Billige Gnade heißt Gnade als Lehre, als Prinzip, als System; heißt Sündenvergebung als allgemeine Wahrheit, heißt Liebe Gottes als christliche Gottesidee. Billige Gnade ist darum Leugnung des lebendigen Wortes Gottes, Leugnung der Menschwerdung des Wortes Gottes.
Billige Gnade heißt Rechtfertigung der Sünde und nichts des Sünders. (Bonhoeffer, Nachfolge)
Und mal ehrlich: Welchen Sinn hätte denn das Gleichnis Jesu, wenn der König selbst am Ende noch einmal gesagt hätte: Macht nichts, Du weißt es eben nicht besser, es ist schon nicht so schlimm?
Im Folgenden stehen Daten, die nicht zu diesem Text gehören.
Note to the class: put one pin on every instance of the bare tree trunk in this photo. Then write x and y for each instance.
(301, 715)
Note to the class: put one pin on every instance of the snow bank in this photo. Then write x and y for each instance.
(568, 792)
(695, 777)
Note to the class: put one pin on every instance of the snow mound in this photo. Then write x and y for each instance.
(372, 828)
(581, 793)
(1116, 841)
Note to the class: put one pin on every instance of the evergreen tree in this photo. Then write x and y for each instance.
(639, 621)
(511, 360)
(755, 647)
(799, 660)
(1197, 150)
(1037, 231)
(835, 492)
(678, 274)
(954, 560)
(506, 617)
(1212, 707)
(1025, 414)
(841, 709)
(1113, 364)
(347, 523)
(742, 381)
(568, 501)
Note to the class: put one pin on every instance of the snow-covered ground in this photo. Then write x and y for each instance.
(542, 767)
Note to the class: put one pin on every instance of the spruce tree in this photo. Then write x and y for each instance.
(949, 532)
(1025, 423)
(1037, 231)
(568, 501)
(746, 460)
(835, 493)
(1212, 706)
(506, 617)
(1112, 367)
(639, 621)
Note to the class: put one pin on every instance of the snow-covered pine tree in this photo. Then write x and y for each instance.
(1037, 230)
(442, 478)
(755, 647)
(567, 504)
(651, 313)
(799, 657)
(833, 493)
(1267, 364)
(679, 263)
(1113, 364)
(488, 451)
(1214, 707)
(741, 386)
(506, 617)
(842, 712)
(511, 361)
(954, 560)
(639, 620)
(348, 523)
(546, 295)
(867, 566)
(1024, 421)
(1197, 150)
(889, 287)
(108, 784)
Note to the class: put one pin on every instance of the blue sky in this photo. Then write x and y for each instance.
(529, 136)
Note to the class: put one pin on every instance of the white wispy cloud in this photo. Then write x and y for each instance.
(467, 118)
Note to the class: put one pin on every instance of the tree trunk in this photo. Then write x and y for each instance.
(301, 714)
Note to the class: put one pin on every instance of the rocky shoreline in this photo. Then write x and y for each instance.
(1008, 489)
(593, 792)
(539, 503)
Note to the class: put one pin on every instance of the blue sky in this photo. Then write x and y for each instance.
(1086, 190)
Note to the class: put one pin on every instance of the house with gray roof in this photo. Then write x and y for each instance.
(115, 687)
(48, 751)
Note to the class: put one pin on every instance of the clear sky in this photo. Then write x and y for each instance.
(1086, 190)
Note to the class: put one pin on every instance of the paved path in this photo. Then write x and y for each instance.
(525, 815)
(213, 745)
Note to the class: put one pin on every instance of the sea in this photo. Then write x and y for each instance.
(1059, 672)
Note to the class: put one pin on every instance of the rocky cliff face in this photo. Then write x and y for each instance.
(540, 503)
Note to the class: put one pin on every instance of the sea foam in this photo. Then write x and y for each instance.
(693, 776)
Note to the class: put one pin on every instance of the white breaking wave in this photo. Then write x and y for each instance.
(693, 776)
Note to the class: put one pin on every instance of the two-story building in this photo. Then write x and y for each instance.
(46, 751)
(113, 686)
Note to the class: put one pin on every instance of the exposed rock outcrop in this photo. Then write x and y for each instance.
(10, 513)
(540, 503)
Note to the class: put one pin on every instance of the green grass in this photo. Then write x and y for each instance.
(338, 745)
Das wäre in der Tat billige Gnade, verschleuderte Liebe – Gnade, die nichts verändert und Liebe, die nichts bewirkt.
Eigentlich hatte Petrus nur eine kurze Frage gestellt: Herr, wie oft muss ich denn meinem Bruder, der an mir sündigt, vergeben? Genügt es siebenmal?
Jesus sprach zu ihm: Ich sage Dir, nicht siebenmal, sondern siebzig mal siebenmal. – Und er erzählt ein Gleichnis. Ob Petrus nun schlauer ist als vorher?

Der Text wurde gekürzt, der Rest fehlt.